22 Marzo 2021
Dinamiche di economia mondiale: Italia svegliati!

Italia ed economia mondiale: lungimiranza, sinergia tra aziende e istituzioni e riforme sono i punti chiave del rilancio.

“Sviluppo infrastrutturale, visione strategica e formazione sono le sfide dell’Italia post pandemia. La trasformazione digitale permette inoltre di connettere risorse, mercati e conoscenze, svolgendo un ruolo chiave nella valorizzazione e nel rilancio dell’agroalimentare italiano. In questa prospettiva l’e-commerce è diventata una priorità anche per il nostro settore”. Questo il messaggio del presidente di Coldiretti nazionale e Coldiretti Brescia Ettore Prandini in occasione del settimo appuntamento del ciclo di webinar “Sempre in Contatto”, dedicato alle dinamiche economiche globali, che si è tenuto lunedì 22 marzo.

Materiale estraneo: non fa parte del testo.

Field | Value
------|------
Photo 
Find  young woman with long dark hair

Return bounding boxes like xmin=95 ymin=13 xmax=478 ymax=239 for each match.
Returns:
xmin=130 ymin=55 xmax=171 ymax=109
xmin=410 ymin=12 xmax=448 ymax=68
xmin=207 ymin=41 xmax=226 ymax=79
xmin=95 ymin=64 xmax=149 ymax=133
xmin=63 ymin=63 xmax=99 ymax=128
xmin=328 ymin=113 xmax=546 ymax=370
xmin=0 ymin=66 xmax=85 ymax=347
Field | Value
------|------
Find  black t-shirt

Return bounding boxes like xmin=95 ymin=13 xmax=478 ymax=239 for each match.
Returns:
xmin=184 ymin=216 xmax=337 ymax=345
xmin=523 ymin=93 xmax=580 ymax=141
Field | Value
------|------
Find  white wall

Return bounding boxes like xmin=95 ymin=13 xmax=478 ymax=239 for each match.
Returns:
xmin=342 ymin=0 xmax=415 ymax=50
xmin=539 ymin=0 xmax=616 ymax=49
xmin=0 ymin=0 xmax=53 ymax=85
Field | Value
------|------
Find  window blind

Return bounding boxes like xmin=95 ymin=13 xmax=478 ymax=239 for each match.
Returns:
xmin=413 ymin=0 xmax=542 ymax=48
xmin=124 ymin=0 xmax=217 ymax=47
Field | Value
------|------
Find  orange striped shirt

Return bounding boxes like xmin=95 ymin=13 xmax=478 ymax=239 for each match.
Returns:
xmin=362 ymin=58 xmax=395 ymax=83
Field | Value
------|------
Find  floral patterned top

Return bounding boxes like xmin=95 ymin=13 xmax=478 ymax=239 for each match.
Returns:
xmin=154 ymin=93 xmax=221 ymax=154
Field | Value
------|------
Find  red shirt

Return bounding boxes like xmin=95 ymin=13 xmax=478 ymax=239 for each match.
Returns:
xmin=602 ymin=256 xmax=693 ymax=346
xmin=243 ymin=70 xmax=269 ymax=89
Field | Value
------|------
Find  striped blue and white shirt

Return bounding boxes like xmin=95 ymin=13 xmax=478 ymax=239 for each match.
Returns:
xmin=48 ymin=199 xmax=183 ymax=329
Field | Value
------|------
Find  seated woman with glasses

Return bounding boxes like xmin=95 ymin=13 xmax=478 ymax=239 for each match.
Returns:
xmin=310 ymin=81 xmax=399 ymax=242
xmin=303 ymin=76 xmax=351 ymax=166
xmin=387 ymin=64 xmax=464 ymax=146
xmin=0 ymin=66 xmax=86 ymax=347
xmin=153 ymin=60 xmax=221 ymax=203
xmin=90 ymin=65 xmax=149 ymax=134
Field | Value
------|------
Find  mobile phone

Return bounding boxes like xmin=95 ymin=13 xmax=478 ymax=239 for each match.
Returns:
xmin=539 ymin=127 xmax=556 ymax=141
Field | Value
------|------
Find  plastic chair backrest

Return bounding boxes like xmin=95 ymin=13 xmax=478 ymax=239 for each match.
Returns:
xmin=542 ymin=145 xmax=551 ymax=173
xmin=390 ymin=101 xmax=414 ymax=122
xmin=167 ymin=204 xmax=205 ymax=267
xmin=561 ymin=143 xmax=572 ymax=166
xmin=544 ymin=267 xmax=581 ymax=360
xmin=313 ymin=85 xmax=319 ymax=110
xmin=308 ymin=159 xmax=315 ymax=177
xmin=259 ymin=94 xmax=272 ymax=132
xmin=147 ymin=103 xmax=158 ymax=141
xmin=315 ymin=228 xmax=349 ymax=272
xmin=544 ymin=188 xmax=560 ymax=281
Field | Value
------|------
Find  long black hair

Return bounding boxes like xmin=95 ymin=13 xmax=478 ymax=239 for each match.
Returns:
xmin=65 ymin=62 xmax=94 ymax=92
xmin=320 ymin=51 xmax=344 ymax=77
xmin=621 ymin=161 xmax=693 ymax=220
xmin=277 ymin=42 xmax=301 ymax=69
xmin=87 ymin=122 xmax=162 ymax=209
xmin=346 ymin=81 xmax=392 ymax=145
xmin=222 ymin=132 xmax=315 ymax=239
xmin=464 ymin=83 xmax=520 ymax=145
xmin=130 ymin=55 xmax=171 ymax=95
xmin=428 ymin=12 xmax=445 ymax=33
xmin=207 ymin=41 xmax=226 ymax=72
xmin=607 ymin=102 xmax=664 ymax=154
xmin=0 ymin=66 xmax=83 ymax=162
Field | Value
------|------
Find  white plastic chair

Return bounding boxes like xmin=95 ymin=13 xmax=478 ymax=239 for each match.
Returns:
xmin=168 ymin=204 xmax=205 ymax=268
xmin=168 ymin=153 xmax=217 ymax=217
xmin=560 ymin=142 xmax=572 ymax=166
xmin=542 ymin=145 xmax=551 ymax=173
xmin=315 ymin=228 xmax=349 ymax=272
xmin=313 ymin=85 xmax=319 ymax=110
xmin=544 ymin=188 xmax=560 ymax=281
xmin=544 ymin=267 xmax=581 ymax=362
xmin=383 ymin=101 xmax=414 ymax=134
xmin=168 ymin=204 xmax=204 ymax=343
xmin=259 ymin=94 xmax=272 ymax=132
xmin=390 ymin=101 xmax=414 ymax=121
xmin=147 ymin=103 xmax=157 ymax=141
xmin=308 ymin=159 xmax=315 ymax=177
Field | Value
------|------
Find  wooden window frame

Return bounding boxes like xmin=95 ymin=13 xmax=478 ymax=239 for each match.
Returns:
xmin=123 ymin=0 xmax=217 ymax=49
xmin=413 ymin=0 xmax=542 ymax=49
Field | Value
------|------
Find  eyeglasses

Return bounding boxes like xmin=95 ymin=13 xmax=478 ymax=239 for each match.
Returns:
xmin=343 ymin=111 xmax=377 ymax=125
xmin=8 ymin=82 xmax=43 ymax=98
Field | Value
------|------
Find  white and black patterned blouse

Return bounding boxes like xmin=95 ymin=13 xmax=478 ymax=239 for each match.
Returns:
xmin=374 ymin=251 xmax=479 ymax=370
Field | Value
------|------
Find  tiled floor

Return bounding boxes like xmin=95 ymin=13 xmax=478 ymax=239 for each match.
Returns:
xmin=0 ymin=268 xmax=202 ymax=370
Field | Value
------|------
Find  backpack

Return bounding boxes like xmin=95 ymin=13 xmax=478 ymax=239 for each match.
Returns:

L’interessante confronto tra il presidente Ettore Prandini e Giuliano Noci, prorettore del Polo territoriale cinese del Politecnico di Milano, moderato da Nunzia Vallini, direttore del Giornale di Brescia, ha messo al centro il legame, ormai imprescindibile, tra il fenomeno globale che stiamo vivendo e le sue ripercussioni sul territorio.

Economia mondiale: sfide e opportunità

Due elementi, territorio e mondo, che presentano anche nuove opportunità: “La pandemia ha accelerato una serie di tendenze che erano già rilevabili nel mercato – spiega Giuliano Noci -. I valori di salubrità, benessere, sicurezza erano già importanti, ma oggi possono trainare lo sviluppo  delle imprese italiane. In termini di trasformazione digitale, la GDO ha dovuto adottare pratiche multicanale con spazi di vendita e di relazione ibridi. Terzo elemento, il valore ritrovato della casa, una rivoluzione che interesserà le metropoli perché lo smart working porterà  con sé il riscatto dei territori periferici”. In questo contesto le energie migliori stanno negli imprenditori che guardano oltre: certi progetti e traguardi sono possibili e vanno valorizzati.

Per rispondere alle nuove richieste del mercato, una delle sfide dell’era post covid sarà mettere al centro le infrastrutture: “in Italia serve una visione internazionale - aggiunge Prandini -. Il trasporto su gomma non è l’unico, pensiamo al tema dei porti e al ruolo del Mediterraneo che ci vede in posizione privilegiata, dobbiamo avere il coraggio di cambiare, con una visione strategica priva di campanilismo. Solo facendo sistema potremo così tornare protagonisti”. Basti guardare al fenomeno dell’Italian Sounding che testimonia la grande voglia di Italia all’estero:  “se saremo in grado di soppiantare il falso con il vero made in Italy – precisa Prandini - potremo ottenere la fetta di mercato che ci spetta. Questo sarà possibile con una programmazione a lunga veduta in sinergia con le istituzioni: l’aeroporto di Montichiari in questo senso potrà fare la differenza, nell’accelerare il transito delle merci del nostro territorio in tutto il mondo e in poche ore”.

“Faremo di tutto per sostenere il processo di cambiamento – conclude il Presidente Prandini - solo con consapevolezza e conoscenza si affrontano le sfide globali, e come Coldiretti continueremo a lavorare in questa direzione a partire dal buon utilizzo del Recovery Fund, che deve essere accompagnato da necessarie riforme di carattere istituzionale. Così l’Italia tornerà a occupare il posto che merita nel contesto europeo e mondiale, con l’agroalimentare che si conferma uno dei settori più attrattivi sul mercato globale".